Clark Morris, Executive and Artistic Director of the Harriman-Jewell Series, Answers Four Questions

Photo by Corie English

Clark Morris wears two hats and wears them well. He is the vice president for advancement at William Jewell College in Liberty and also the executive and artistic director for the Harriman-Jewell Series, a performing-arts presenter of international renown.

In 1965, the Series’ first performance introduced Patricia McBride and Edward Villella of the New York City Ballet to Kansas City audiences. A newbie operatic tenor, who eventually bloomed into the Luciano Pavarotti we all knew and loved, debuted in Kansas City through the Series in 1973.  Discovery, quality, and variety remain the tenets of the series, founded by the late, great Richard Harriman and Dean Dunham, Jr.

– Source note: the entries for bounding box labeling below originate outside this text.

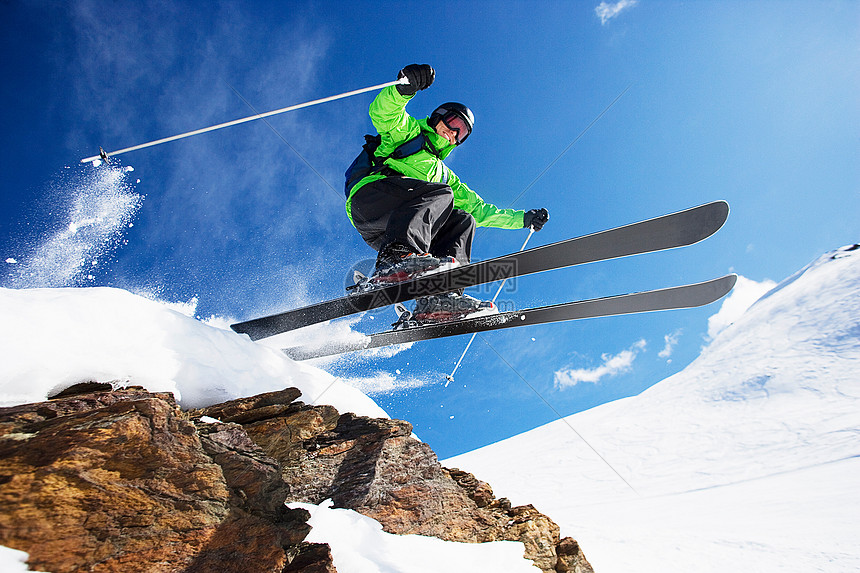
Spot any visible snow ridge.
[443,245,860,573]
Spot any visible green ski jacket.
[346,86,525,229]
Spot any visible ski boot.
[409,292,499,325]
[348,247,459,292]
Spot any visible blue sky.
[0,0,860,457]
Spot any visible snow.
[0,545,49,573]
[288,500,537,573]
[0,287,388,417]
[0,200,860,573]
[442,246,860,573]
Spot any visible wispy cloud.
[594,0,639,26]
[657,328,683,362]
[554,339,646,389]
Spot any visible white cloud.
[594,0,638,26]
[657,328,683,358]
[554,339,646,388]
[708,276,776,340]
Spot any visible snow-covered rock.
[0,287,388,418]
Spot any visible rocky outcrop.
[0,389,333,573]
[0,385,591,573]
[196,397,591,573]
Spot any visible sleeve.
[446,167,525,229]
[369,86,421,156]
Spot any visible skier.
[346,64,549,321]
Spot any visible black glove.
[523,209,549,231]
[397,64,436,95]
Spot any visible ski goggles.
[442,111,472,145]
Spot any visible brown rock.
[555,537,594,573]
[239,398,592,572]
[0,390,322,573]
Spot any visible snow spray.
[2,162,143,288]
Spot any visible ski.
[283,274,738,360]
[230,201,729,340]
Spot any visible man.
[346,64,549,321]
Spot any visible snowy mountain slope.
[0,288,388,418]
[0,288,548,573]
[443,247,860,573]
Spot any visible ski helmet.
[427,101,475,145]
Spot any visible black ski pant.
[351,177,475,264]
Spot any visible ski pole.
[445,227,535,388]
[81,77,409,163]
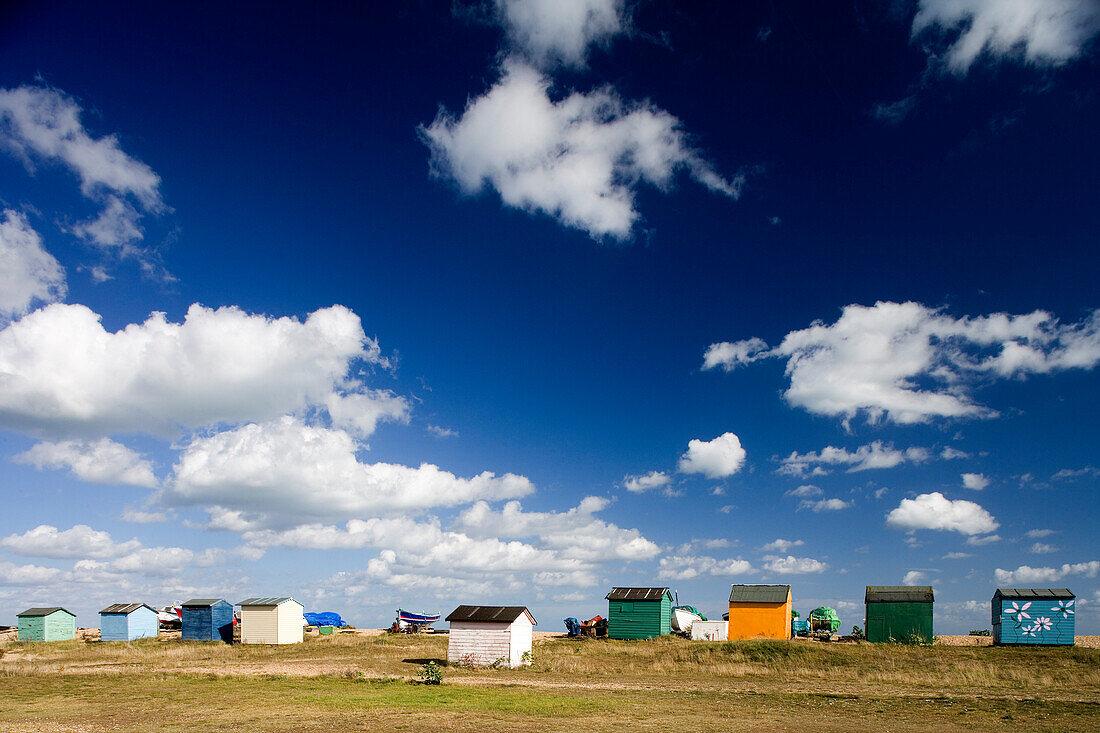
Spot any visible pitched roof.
[100,603,156,613]
[444,605,537,624]
[864,586,934,603]
[729,586,791,603]
[238,595,297,605]
[15,605,76,619]
[604,586,672,601]
[179,598,229,609]
[993,588,1077,599]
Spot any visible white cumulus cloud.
[704,303,1100,424]
[12,438,156,488]
[799,497,851,514]
[623,471,672,494]
[913,0,1100,75]
[760,537,805,553]
[779,440,931,477]
[0,524,141,559]
[763,555,828,576]
[454,496,660,560]
[0,209,67,321]
[0,560,64,586]
[678,433,746,479]
[993,560,1100,586]
[420,59,741,239]
[703,338,770,372]
[657,554,756,580]
[963,473,989,491]
[887,491,1000,535]
[0,304,403,436]
[495,0,628,68]
[164,417,535,529]
[0,86,165,264]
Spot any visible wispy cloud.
[703,303,1100,424]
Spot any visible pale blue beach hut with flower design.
[992,588,1077,646]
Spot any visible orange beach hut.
[728,586,791,642]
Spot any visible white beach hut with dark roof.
[240,595,306,644]
[447,605,536,667]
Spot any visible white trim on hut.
[447,605,537,667]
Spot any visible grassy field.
[0,635,1100,732]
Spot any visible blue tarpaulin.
[301,611,348,626]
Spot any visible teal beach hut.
[99,603,160,642]
[991,588,1077,646]
[17,605,76,642]
[180,598,233,644]
[605,588,672,638]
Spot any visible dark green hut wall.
[607,598,672,638]
[866,603,932,644]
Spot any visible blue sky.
[0,0,1100,633]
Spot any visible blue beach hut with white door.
[179,598,233,644]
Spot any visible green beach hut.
[865,586,934,644]
[605,588,672,638]
[17,605,76,642]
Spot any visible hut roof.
[993,588,1077,599]
[446,605,538,624]
[100,603,156,613]
[864,586,934,603]
[238,595,297,605]
[15,605,76,619]
[729,586,791,603]
[604,587,671,601]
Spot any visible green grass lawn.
[0,636,1100,733]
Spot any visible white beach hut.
[240,597,306,644]
[447,605,536,667]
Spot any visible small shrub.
[416,661,443,685]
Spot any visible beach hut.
[727,586,791,642]
[240,597,306,644]
[864,586,934,644]
[99,603,161,642]
[180,598,233,644]
[991,588,1077,646]
[15,605,76,642]
[604,588,672,638]
[447,605,537,667]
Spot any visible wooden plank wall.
[447,621,512,665]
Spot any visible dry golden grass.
[0,635,1100,732]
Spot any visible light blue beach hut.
[17,605,76,642]
[99,603,160,642]
[991,588,1077,646]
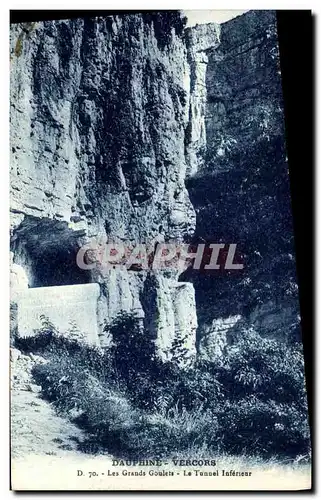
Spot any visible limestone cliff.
[11,11,298,359]
[181,11,300,357]
[11,13,196,357]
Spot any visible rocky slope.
[11,13,196,357]
[11,11,298,359]
[181,11,300,356]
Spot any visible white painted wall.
[16,283,99,345]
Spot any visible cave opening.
[11,216,92,288]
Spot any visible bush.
[20,314,309,459]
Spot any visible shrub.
[21,314,309,458]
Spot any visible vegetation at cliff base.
[15,313,309,460]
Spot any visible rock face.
[11,13,196,364]
[181,11,300,356]
[11,11,298,359]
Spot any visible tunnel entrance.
[11,217,92,288]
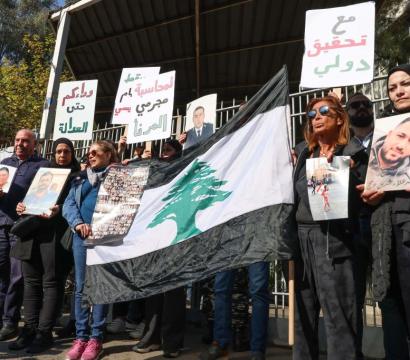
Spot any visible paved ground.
[0,327,302,360]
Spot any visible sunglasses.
[306,105,330,120]
[349,100,373,110]
[56,149,71,154]
[87,150,102,158]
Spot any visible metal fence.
[2,76,388,326]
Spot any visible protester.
[0,129,48,341]
[360,64,410,359]
[199,268,269,360]
[293,96,367,360]
[132,140,186,358]
[63,140,118,360]
[9,138,80,354]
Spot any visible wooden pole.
[288,260,295,346]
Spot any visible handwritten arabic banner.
[53,80,98,140]
[127,71,175,144]
[112,67,160,124]
[300,2,375,88]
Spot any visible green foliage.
[376,0,410,69]
[0,35,70,143]
[148,159,231,244]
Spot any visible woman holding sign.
[9,138,80,354]
[63,140,118,360]
[362,64,410,359]
[293,96,367,360]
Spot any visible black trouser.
[293,226,357,360]
[22,239,62,332]
[141,287,185,352]
[394,226,410,353]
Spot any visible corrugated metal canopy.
[50,0,383,122]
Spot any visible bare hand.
[75,224,92,239]
[356,184,385,206]
[40,205,60,219]
[178,132,186,144]
[16,203,26,216]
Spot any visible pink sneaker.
[65,339,87,360]
[81,339,102,360]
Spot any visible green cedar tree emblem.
[148,159,232,245]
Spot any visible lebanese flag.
[85,67,296,304]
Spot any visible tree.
[376,0,410,69]
[0,0,58,64]
[148,159,232,244]
[0,34,71,144]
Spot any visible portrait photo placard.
[23,168,71,215]
[184,94,217,149]
[306,156,350,221]
[0,164,17,193]
[84,165,149,246]
[365,113,410,191]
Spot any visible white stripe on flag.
[87,106,293,265]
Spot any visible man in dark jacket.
[0,129,49,341]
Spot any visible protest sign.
[23,168,71,215]
[306,156,350,221]
[112,67,160,124]
[300,2,375,88]
[365,113,410,191]
[53,80,98,140]
[184,94,217,149]
[127,71,175,144]
[84,164,149,245]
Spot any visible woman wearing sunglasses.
[293,96,367,360]
[63,140,119,360]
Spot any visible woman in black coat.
[9,138,80,354]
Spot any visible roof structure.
[50,0,383,123]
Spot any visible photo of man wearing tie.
[184,106,214,149]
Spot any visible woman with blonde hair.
[293,96,367,360]
[63,140,119,360]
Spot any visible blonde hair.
[303,96,350,151]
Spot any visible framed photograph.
[0,164,17,193]
[365,113,410,191]
[184,94,217,149]
[23,168,71,215]
[306,156,350,221]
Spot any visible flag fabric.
[85,67,296,304]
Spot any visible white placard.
[127,71,175,144]
[300,2,375,88]
[53,80,98,140]
[184,94,217,149]
[111,66,160,124]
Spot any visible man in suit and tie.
[179,106,214,149]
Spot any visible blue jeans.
[73,234,108,340]
[214,262,269,353]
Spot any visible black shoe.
[106,317,125,334]
[162,350,181,359]
[128,322,145,340]
[132,341,161,354]
[251,352,265,360]
[0,324,18,341]
[9,327,36,350]
[199,341,228,360]
[26,331,54,354]
[56,319,75,339]
[233,327,250,352]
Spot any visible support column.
[40,10,71,140]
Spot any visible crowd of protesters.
[0,65,410,360]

For the past 30 years, Morris has been at the helm, discovering new talent while maintaining the quality and variety that Kansas City audiences have come to expect. Morris grew up in Savannah, Missouri, and debated at William Jewell, where his fraternity advisor was Richard Harriman. Little did he know that he was preparing for his life’s work: spotting talent, negotiating contracts, managing financials, and calming pre-performance jitters.

Find the details of the 2021-22 Harriman-Jewell season at Read on for the talent he wishes he had. . . 

In college at William Jewell, you started working with Richard Harriman in the Fine Arts Program that eventually became the Harriman-Jewell Series. What are some important lessons you learned from him—about finding talent, running a successful program, dealing with creative personalities, or working with people?
I was extraordinarily fortunate to get to work with Richard and be mentored by him at Jewell and then for the first 20 years of my professional life.  Richard had exceptional taste and a refined style, yet he valued all people and taught me to treat everyone with dignity and grace.  One of the most important lessons from Richard that has served me well in dealing with artists and working in the performing arts is to always be calm and don’t let the circumstances of the moment overcome the value of the people around you.  An artist or an agent may be tense, but if you maintain a graceful and calm disposition, it tends to put them at ease and then they enjoy working with you.  Richard understood that artists are under pressure to put it all on the line on the stage and if he could remove any stressors, it increases the likelihood of an enjoyable performing environment for the artist and for the audience.  Richard became well known around the world by making the show about the art and not about him.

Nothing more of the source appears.